Storing / Preserving:
Carrot roots should be firm, smooth, and bright in color. The deeper the orange-color, the more beta-carotene is present in the carrot. Avoid carrots that are excessively cracked as well as those that are limp or rubbery. In addition, if the carrots do not have their tops attached, look at the stem end and ensure that it is not darkly colored as this is also a sign of age. If the green tops are attached, they should be brightly colored, feathery and not wilted. Since the sugars are concentrated in the carrots' core, generally those with larger diameters will have a larger core and therefore be sweeter. Carrots are hardy vegetables that will keep longer than many others if stored properly. The trick to preserving the freshness of carrot roots is to minimize the amount of moisture they lose. To do this, make sure to store them in the coolest part of the refrigerator in a plastic bag or wrapped in a paper towel, which will reduce the amount of condensation that is able to form. They should be able to keep fresh for about two weeks. Carrots should also be stored away from apples, pears, potatoes and other fruits and vegetables that produce ethylene gas since it will cause them to become bitter. If you purchase carrot roots with attached green tops, the tops should be cut off before storing in the refrigerator since they will cause the carrots to wilt prematurely as they pull moisture from the roots.
Preparation / Use Suggestions:

Wash carrot roots and gently scrub them with a vegetable brush right before eating. Unless the carrots are old, thick or not grown organically, it is not necessary to peel them. If the stem end is green, it should be cut away as it will be bitter. Depending upon the recipe or your personal preference, carrots can be left whole or julienned, grated, shredded or sliced into sticks or rounds.
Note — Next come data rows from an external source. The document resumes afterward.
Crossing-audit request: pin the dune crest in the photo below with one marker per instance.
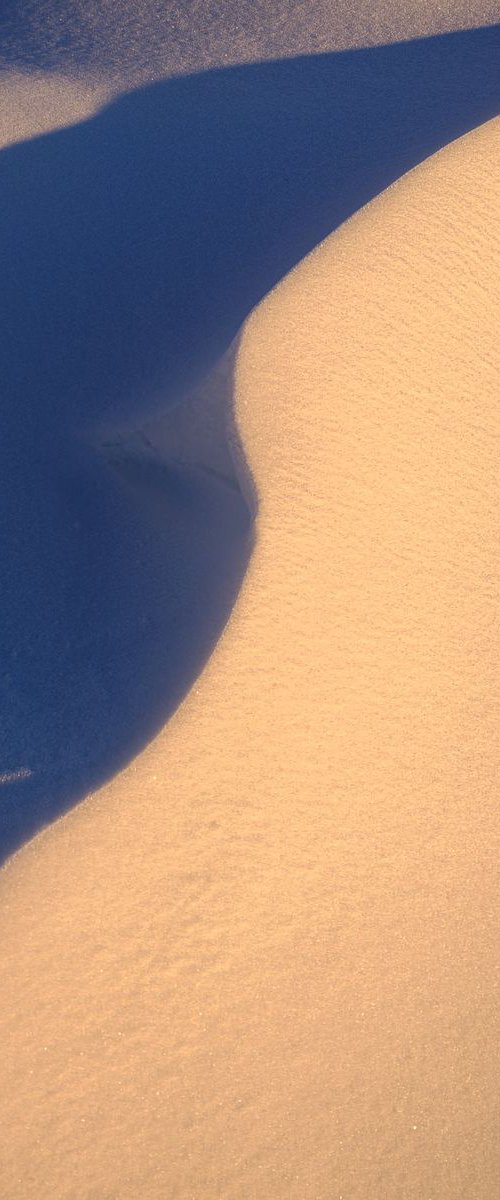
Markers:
(263, 960)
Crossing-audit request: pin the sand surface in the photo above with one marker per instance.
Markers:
(263, 961)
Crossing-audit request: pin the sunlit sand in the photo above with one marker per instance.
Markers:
(263, 961)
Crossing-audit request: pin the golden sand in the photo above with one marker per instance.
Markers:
(263, 961)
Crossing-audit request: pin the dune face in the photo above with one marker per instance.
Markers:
(263, 961)
(121, 37)
(133, 246)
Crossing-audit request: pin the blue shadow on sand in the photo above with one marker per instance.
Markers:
(132, 247)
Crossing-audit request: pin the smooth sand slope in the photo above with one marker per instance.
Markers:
(264, 960)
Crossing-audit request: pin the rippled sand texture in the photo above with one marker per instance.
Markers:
(264, 960)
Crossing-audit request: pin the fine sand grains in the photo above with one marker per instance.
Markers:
(263, 961)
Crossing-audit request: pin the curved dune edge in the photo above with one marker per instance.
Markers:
(264, 960)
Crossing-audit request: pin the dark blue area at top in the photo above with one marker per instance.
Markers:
(132, 247)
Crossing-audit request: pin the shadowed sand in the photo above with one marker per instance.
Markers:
(263, 961)
(132, 247)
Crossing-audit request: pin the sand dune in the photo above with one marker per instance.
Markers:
(133, 246)
(263, 961)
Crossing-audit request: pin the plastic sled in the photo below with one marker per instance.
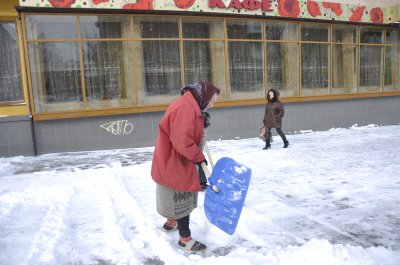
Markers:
(231, 180)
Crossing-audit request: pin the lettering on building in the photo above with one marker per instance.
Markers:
(118, 127)
(264, 5)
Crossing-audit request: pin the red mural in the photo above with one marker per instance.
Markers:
(184, 4)
(313, 8)
(335, 7)
(141, 4)
(61, 3)
(289, 8)
(96, 2)
(357, 14)
(376, 15)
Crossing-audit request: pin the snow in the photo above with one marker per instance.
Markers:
(331, 198)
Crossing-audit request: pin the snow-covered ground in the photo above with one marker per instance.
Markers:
(331, 198)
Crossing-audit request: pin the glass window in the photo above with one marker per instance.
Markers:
(246, 69)
(10, 73)
(314, 32)
(108, 74)
(392, 36)
(94, 27)
(371, 60)
(315, 69)
(156, 27)
(244, 29)
(56, 76)
(281, 31)
(205, 61)
(203, 28)
(344, 69)
(371, 35)
(344, 34)
(51, 27)
(392, 69)
(283, 68)
(160, 71)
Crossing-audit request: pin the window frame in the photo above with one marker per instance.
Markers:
(225, 100)
(21, 65)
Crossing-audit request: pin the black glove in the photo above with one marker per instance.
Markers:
(204, 161)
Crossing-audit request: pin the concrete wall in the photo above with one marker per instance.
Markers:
(16, 136)
(140, 130)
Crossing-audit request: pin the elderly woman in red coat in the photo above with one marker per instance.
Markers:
(177, 158)
(274, 112)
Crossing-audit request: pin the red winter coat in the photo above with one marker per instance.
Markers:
(274, 111)
(180, 134)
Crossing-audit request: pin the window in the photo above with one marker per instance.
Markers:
(371, 59)
(315, 59)
(344, 59)
(246, 59)
(107, 61)
(158, 51)
(94, 62)
(10, 77)
(283, 57)
(204, 52)
(55, 51)
(392, 60)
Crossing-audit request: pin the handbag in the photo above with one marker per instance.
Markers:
(261, 134)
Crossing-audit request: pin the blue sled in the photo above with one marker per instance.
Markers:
(223, 208)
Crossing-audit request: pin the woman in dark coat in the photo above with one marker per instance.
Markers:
(274, 112)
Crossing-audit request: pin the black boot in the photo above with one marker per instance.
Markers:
(267, 144)
(285, 144)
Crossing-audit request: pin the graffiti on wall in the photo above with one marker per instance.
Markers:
(312, 9)
(120, 127)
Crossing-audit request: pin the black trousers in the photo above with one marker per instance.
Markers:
(279, 131)
(183, 226)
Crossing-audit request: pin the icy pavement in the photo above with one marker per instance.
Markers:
(330, 198)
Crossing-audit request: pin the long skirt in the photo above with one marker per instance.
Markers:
(175, 204)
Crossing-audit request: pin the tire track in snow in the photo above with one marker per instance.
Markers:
(95, 235)
(139, 194)
(51, 230)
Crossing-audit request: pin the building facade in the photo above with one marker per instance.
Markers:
(81, 75)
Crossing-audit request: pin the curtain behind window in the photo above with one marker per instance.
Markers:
(10, 77)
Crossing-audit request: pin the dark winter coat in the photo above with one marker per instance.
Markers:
(274, 111)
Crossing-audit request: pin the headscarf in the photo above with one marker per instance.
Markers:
(276, 95)
(202, 91)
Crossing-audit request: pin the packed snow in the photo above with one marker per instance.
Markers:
(331, 198)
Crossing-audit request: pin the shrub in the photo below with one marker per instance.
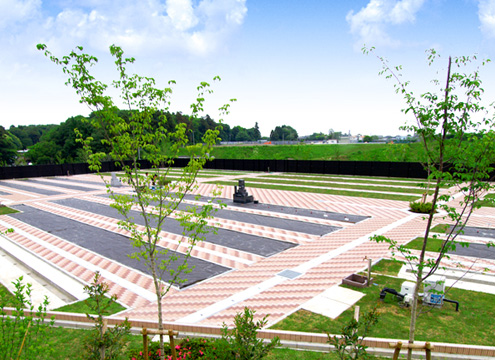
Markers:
(102, 343)
(420, 207)
(241, 342)
(350, 346)
(23, 335)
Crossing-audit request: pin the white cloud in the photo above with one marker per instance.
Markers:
(151, 26)
(486, 14)
(12, 11)
(371, 23)
(181, 14)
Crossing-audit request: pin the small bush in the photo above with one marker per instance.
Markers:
(241, 342)
(153, 352)
(421, 208)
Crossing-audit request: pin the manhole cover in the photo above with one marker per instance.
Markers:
(289, 274)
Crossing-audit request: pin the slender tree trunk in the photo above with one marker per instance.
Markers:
(158, 292)
(419, 274)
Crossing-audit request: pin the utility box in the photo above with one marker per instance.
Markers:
(434, 290)
(407, 288)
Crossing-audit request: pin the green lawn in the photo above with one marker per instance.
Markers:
(81, 307)
(339, 185)
(356, 180)
(352, 152)
(6, 296)
(323, 191)
(387, 267)
(473, 324)
(488, 201)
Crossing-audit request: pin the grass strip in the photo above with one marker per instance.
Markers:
(361, 177)
(6, 296)
(488, 201)
(81, 307)
(344, 180)
(432, 244)
(387, 267)
(324, 191)
(339, 185)
(473, 324)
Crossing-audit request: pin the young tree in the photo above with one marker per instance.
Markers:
(455, 130)
(143, 133)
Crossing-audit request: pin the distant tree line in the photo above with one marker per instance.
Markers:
(56, 144)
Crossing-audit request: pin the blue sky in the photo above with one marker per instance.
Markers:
(294, 63)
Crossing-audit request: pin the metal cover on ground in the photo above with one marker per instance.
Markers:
(333, 301)
(289, 274)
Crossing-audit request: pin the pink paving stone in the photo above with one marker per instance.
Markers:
(286, 296)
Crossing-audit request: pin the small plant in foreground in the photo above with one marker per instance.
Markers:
(23, 334)
(241, 342)
(103, 343)
(420, 207)
(350, 346)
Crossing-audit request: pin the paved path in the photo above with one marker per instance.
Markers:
(260, 282)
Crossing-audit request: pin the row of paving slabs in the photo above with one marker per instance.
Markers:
(117, 247)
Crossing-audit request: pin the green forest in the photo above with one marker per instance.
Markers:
(56, 144)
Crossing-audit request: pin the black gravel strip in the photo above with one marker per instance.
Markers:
(479, 232)
(111, 245)
(29, 188)
(262, 220)
(319, 214)
(65, 186)
(475, 250)
(249, 243)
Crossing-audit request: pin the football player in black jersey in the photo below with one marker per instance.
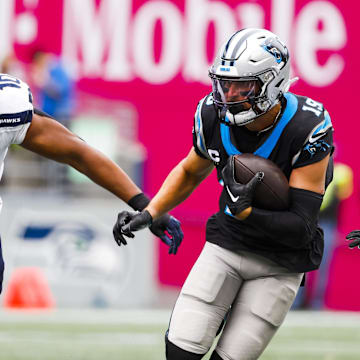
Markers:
(36, 131)
(254, 259)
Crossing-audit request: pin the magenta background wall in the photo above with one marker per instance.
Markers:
(166, 86)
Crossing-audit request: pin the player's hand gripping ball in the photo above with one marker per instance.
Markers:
(272, 193)
(354, 238)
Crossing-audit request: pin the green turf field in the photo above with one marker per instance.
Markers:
(128, 335)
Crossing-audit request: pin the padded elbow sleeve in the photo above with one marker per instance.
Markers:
(294, 227)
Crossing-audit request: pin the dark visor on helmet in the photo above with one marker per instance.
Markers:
(230, 91)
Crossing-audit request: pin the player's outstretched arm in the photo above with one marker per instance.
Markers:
(179, 184)
(49, 138)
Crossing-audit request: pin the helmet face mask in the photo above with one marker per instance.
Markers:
(249, 75)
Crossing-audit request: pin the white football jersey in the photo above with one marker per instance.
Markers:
(16, 111)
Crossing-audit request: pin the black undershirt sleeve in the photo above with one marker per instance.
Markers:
(294, 228)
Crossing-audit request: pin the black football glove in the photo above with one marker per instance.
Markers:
(239, 196)
(354, 236)
(129, 221)
(167, 228)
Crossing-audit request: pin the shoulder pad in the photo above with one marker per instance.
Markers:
(204, 117)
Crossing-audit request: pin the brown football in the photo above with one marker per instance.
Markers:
(273, 192)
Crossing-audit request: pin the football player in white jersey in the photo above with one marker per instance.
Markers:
(36, 131)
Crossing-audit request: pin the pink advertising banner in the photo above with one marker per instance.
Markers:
(155, 55)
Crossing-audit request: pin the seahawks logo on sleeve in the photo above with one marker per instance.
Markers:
(15, 102)
(318, 143)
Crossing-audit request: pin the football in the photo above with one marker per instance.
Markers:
(272, 193)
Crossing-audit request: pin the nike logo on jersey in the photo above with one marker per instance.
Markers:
(232, 197)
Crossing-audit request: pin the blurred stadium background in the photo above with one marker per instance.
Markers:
(139, 68)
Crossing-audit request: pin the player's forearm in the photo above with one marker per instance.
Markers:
(178, 185)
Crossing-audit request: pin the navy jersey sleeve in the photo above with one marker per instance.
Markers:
(199, 132)
(316, 139)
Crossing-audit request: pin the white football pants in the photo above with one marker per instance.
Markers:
(259, 292)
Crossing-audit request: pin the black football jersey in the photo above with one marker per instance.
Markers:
(302, 135)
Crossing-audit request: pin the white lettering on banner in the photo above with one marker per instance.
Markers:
(109, 41)
(251, 15)
(309, 39)
(143, 42)
(90, 32)
(199, 14)
(6, 17)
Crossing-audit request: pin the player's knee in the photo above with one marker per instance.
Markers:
(1, 269)
(173, 352)
(278, 302)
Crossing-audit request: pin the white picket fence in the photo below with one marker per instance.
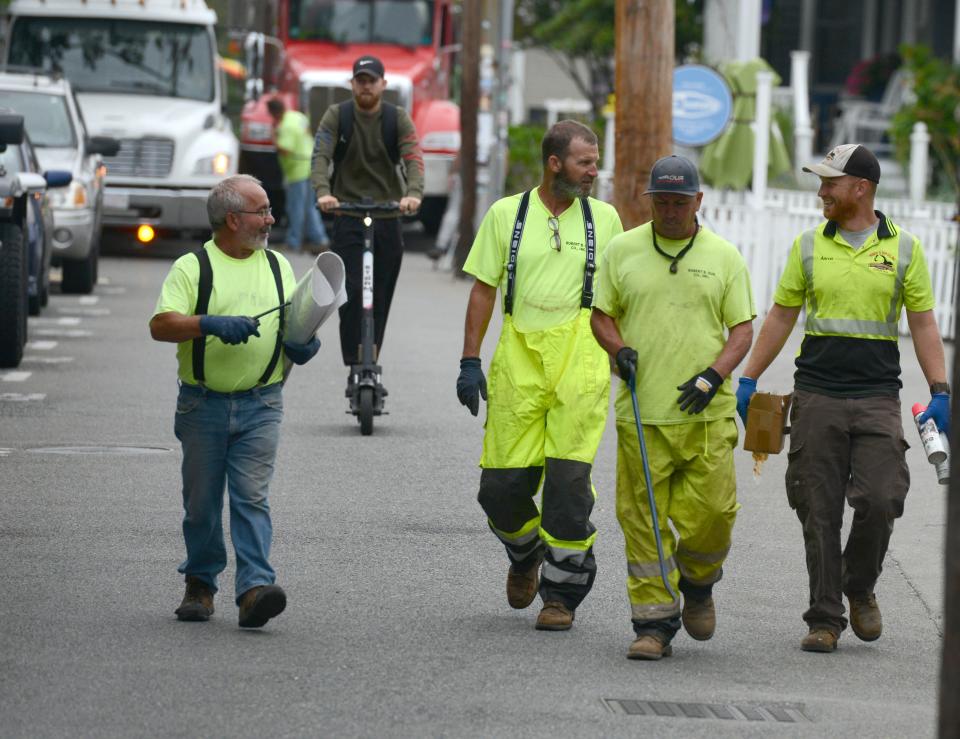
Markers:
(765, 236)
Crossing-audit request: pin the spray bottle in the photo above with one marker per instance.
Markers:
(935, 444)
Carrots are delicious eaten raw or cooked. Beta-carotene is not destroyed by cooking; in fact, cooking breaks down the fiber, making this nutrient and carrots' sugars more available, thus also making them taste sweeter. Take care not to overcook carrots, however, to ensure that they retain their maximum flavor and nutritional content.

A Few Quick Serving Ideas:
Shredded raw carrots and chopped carrot greens make great additions to salads.
Combine shredded carrots, beets and apples, and eat as a salad.
For quick, nutritious soup that can be served hot or cold, purée boiled carrots and potatoes in a blender or food processor, and add herbs and spices to taste.
Spiced carrot sticks are a flavorful variation on an old favorite at parties or at the dinner table. Soak carrot sticks in hot water spiced with cayenne, coriander seeds and salt. Allow to cool, drain and serve.
Combine freshly squeezed carrot juice with soymilk and bananas to make a nutrient-dense breakfast shake.